Parallel Corpora for Low-resourced Middle Eastern Languages

TL;DR We provide parallel corpora for eight under-represented languages in the Middle East along with scripts to fine-tune NLLB. The resources are open-source. Please consider these languages in your projects!

The Middle East is characterized by remarkable linguistic diversity, with over 500 million inhabitants speaking more than 60 languages across multiple language families. In a first attempt of its kind, we create parallel corpora for the following eight under-represented languages of the Middle East:

Luri Bakhtiari (bqi_Arab)
Gilaki (glk_Arab)
Hawrami (hac_Arab)
Laki (lki_Arab)
Mazanderani (mzn_Arab)
Southern Kurdish (sdh_Arab)
Talysh (tly_Arab)
Zazaki (zza_Arab)

This repository provides documentation on our project that aims to develop machine translation for low-resource languages in the Middle East. The fine-tuned model is available on HuggingFace at https://huggingface.co/SinaAhmadi/NLLB-DOLMA.

The project couldn't be possible without the enthusiasm and passion of over 50 volunteers who contributed to the project by translating over 36,000 sentences in a period of a few months. You are free to use everything, but please be mindful to acknowledge the project if you use it. Read the license.

Parallel Corpora

All the parallel corpora are provided in the corpora folder. These are TSV files containing parallel sentences in three languages: English-Farsi-X. For Zazaki, exceptionally, the test set only contains English-Zazaki pairs and the remaining data is English-Kurmanji-Zazaii. These files are the most comprehensive ones with the following meta-data:

en_sentence: sentence in English
fa_sentence: sentence in Farsi
kmr_sentence: sentence in Farsi
translation: only for Zazaki, sentence in Kurmanji (Northern Kurdish)
variety: variety (dialect)
county: approximate region where the translator comes from
orthography: orthography
translator: translator ID (for internal tracking)

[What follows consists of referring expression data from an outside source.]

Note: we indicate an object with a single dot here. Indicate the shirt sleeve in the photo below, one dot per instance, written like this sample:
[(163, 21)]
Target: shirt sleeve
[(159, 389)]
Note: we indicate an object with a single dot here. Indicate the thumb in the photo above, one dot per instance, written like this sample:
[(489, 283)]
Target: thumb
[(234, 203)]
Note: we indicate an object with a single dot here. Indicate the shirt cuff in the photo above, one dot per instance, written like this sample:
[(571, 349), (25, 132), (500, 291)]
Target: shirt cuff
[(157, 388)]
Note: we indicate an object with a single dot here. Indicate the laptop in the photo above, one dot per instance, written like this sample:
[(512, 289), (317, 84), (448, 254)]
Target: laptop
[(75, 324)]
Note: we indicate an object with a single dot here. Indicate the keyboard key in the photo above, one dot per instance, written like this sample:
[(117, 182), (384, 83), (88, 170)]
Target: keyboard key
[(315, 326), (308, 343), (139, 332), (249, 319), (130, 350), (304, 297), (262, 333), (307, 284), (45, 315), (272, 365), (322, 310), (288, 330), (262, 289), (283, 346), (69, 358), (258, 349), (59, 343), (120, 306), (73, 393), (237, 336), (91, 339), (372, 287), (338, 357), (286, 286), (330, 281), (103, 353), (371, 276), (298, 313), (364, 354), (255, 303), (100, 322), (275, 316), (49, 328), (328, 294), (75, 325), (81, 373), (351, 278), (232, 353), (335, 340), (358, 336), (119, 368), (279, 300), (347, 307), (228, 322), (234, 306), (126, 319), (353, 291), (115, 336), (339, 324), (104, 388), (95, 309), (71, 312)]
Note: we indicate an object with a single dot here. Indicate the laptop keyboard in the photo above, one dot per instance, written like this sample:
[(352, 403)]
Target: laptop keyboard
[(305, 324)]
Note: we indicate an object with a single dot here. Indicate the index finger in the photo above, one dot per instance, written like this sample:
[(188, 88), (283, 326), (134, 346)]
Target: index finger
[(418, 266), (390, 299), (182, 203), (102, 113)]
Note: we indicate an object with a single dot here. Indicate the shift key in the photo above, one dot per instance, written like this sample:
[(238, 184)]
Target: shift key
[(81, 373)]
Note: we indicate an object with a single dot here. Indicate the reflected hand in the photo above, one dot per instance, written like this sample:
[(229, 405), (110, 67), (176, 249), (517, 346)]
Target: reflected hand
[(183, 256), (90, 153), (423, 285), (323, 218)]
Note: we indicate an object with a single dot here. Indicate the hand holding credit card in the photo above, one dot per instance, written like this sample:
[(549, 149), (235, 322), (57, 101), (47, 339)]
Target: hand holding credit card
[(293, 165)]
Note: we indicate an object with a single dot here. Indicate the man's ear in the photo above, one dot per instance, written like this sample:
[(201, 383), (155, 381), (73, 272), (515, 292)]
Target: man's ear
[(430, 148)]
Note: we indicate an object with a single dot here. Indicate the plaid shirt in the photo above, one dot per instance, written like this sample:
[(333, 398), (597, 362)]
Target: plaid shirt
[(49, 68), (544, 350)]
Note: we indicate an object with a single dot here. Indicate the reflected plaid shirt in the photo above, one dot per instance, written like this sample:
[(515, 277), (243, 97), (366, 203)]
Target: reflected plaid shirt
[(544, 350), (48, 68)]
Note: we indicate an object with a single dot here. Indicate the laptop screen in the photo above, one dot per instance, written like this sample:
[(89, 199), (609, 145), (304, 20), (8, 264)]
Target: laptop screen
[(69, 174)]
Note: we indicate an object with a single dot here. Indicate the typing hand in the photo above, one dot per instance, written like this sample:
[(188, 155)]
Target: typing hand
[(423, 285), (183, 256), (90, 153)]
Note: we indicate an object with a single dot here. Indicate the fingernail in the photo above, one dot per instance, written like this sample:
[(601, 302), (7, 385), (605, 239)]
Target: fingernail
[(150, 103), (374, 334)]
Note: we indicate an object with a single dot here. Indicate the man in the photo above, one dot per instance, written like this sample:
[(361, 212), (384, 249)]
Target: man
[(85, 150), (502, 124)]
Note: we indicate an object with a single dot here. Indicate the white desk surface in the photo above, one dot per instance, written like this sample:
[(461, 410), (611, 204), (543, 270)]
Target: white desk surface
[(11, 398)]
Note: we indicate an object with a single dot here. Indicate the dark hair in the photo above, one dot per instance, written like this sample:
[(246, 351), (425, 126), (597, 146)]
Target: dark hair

When processing these files, you can extract the relevant columns as all the fields in the metadata are not useful for MT.

Cross-lingual Alignment

Some of the translated sentences are aligned with the same source sentences in English or Farsi, creating a multilingual parallel corpus ideal for cross-lingual studies. We have merged all sentences across languages based on the English and Farsi source sentences. This multilingual corpus is available at corpora/common_sentences.tsv. To find the meta-data, you should look up the sentences in the original corpora.

The number of parallel sentences across languages are provided in the following coverage matrix. For instance, Laki has 437 and 849 sentences aligned with Gilaki and Talysh, respectively.

Data Splits

If you are looking for dataset splits, check out the datasets folder where sentences in the parallel corpora are split into test, validation and train sets. To create these splits, we follow a set of rules, explained in detail in the paper. As such, we highly recommend using these splits as a normal 10/20/70 split proportion won't probably represent the dialects and orthographies fairly.

JSONL

All the dataset splits are also available in jsonlines format, ready for training/fine-tuning using Hugging Face. These files are provided in the fine-tune folder. The base and augmented sub-folders refer to the data setups reported in the paper. Within each folder, you can find the prefixed sentences as well.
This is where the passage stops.